WARSAW (Reuters) – Thieves on Friday stole the notorious metal sign hanging over the entrance of the former Nazi death camp of Auschwitz that reads “Arbeit macht frei” (“Work makes free”), police said.
Some 1.5 million people, mostly Jews, perished in the Nazi death camp located in southern Poland during World War II. Prisoners arriving at the camp used to enter via a relatively small iron gate topped by the German-language motto.
More than 200 hectares (500 acres) of the former death camp became a museum after the war ended.
“Around 5 a.m. today the museum administration informed us that the sign has been stolen. The whole area is under surveillance, there are many cameras there. We are now analyzing the film.
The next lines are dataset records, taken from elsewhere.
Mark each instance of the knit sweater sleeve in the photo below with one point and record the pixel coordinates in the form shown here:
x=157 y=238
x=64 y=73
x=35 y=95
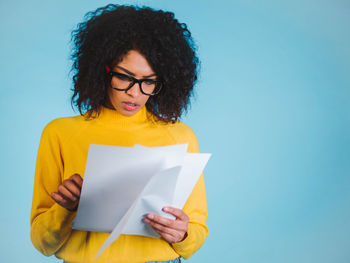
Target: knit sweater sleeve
x=196 y=210
x=50 y=223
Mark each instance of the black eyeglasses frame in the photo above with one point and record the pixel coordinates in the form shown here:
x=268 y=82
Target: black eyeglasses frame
x=158 y=83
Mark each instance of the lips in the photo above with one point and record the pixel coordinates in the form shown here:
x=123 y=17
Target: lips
x=130 y=106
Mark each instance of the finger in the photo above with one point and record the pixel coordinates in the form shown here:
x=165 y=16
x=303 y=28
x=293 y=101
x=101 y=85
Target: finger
x=66 y=193
x=77 y=179
x=159 y=227
x=166 y=222
x=58 y=198
x=178 y=213
x=72 y=187
x=167 y=237
x=171 y=238
x=162 y=220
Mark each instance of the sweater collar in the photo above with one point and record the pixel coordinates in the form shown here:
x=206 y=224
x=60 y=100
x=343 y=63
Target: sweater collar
x=108 y=115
I hope we will find the trail,” a spokesman for the local police told TVP Info television.
The daily Gazeta Wyborcza said on its website that the museum authorities had already installed a replica sign over the gate that had been used briefly a few years ago when the original was being repaired.
“This (theft) is very saddening,” Gazeta Wyborcza quoted Jaroslaw Mensfelt, the museum’s spokesman, as saying.
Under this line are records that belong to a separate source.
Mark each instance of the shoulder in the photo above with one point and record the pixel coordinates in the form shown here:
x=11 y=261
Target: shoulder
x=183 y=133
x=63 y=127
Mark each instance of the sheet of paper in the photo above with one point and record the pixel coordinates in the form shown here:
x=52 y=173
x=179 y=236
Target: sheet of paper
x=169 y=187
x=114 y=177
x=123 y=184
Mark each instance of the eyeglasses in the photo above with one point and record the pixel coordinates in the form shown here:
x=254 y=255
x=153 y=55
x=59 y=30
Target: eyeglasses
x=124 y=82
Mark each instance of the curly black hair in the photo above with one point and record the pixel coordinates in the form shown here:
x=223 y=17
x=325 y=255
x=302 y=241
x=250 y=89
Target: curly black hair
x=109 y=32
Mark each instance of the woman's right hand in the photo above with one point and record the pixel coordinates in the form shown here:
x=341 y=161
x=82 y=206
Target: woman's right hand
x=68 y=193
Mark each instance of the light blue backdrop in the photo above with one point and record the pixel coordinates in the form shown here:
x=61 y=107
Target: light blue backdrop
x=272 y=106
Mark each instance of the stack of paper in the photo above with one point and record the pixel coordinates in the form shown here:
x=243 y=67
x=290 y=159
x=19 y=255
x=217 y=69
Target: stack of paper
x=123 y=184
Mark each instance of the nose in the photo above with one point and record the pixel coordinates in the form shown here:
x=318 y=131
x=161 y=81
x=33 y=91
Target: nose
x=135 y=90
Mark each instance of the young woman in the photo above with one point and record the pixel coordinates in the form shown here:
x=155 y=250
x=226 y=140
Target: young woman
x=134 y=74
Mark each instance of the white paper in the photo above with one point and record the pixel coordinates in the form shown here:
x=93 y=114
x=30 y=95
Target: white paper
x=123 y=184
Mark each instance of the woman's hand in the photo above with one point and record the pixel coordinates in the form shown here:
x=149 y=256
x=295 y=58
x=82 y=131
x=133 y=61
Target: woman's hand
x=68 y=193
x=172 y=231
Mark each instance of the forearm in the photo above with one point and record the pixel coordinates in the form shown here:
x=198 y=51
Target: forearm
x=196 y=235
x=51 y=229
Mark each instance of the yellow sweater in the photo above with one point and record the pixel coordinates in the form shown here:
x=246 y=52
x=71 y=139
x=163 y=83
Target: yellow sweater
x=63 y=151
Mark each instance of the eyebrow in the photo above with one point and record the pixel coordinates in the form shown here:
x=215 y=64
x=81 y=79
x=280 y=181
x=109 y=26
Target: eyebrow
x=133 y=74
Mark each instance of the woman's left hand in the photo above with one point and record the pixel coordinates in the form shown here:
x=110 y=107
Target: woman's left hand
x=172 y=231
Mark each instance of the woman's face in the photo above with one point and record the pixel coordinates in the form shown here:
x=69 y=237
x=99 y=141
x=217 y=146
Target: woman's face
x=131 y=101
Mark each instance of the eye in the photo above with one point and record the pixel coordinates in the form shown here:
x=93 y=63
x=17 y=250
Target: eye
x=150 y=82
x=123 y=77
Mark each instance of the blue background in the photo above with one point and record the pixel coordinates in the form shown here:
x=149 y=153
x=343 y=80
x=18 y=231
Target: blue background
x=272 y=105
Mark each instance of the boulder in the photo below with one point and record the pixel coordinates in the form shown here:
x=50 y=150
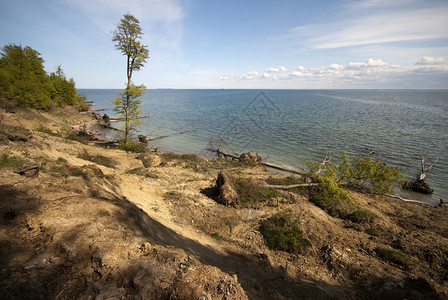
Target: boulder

“The thieves either didn’t know where they were or — what’s even worse — they did know but that didn’t prevent them from stealing.”
Hundreds of thousands of people visit the museum every year, but ticket sales are not enough to maintain the open-air site with its 155 buildings — including the gas chambers — 300 ruined facilities and hundreds of thousands of personal items.
Earlier this year Poland appealed for international donations to help preserve the site. Britain and Germany, among others, have offered financial help.